The original Driveclub had a rocky start with delays and bugs at launch. Driveclub VR seems to be on the right "track."

The original Driveclub had a rocky start with delays and bugs at launch. Driveclub VR seems to be on the right track

Sony cannot simply rest on their laurels for the PSVR. The PlayStation 4 was comparatively an easy sell and without the marketing and the exclusives, Sony did not have to do anything really. PlayStation VR is completely new territory. The concept and benefits of VR needs to be conveyed in an entirely different way than regular consoles and Sony has done a good job so far. Furthermore, there needs to be software support. Sony have been very calculated in everything they have been doing, from the great announcements of third-party exclusives to the low price point and showing off features at conferences.
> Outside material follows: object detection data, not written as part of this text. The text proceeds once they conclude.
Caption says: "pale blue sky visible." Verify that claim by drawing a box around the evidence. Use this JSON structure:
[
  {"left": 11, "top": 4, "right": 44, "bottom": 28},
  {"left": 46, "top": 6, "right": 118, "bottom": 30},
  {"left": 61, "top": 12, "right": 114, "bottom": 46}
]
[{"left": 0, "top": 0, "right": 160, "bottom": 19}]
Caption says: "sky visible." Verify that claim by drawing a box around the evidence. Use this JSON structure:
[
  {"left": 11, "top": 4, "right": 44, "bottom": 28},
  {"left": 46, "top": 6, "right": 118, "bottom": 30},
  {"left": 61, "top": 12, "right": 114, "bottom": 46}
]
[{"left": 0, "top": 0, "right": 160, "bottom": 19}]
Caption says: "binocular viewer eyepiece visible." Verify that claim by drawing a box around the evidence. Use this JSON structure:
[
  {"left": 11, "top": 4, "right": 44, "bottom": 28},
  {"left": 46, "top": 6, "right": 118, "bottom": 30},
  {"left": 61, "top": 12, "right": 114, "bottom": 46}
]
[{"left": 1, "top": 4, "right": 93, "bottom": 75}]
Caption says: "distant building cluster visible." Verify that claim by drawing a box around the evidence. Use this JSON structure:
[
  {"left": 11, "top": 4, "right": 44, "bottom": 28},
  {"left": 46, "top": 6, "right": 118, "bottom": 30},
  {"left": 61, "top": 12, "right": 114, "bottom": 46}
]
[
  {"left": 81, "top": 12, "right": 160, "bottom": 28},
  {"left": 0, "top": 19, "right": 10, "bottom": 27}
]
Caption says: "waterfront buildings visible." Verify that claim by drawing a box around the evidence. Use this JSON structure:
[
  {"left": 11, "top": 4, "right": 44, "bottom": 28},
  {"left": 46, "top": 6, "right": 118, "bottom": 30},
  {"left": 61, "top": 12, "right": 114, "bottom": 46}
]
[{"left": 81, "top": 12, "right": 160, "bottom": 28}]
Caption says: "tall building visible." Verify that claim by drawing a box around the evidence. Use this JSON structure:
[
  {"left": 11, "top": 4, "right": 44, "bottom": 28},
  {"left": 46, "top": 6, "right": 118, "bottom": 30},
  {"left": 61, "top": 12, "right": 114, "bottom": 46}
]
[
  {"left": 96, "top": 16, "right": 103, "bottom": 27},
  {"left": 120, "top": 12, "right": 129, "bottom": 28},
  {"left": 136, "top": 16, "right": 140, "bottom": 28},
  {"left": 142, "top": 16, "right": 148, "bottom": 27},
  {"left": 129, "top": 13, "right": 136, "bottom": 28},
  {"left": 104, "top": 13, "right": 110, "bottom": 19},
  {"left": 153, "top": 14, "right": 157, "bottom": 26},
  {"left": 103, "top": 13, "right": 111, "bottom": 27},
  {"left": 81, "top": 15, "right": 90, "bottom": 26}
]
They’ve also offered plenty of opportunities for people to try the device before release and will publish a wide variety of different games from first-party, second-party and independent studios, while also providing most of the exciting games free in the form of a day 1 demo. The more I see this new, unique and smaller experiences, coupled with the vast amount of demoes, the more it reminds me of the transition from 2D consoles to 3D. Sony got too comfortable with the PlayStation 4 and certain flaws in their strategy are starting to come to the fore (No Man’s Sky, The PS4 Pro reveal, lack of mods for Bethesda games and the umpteenth delay of the Last Guardian to name a few). However, for the terrible week Sony PR have received lately, PSVR still seems to be their saving grace, because they are doing it right this time.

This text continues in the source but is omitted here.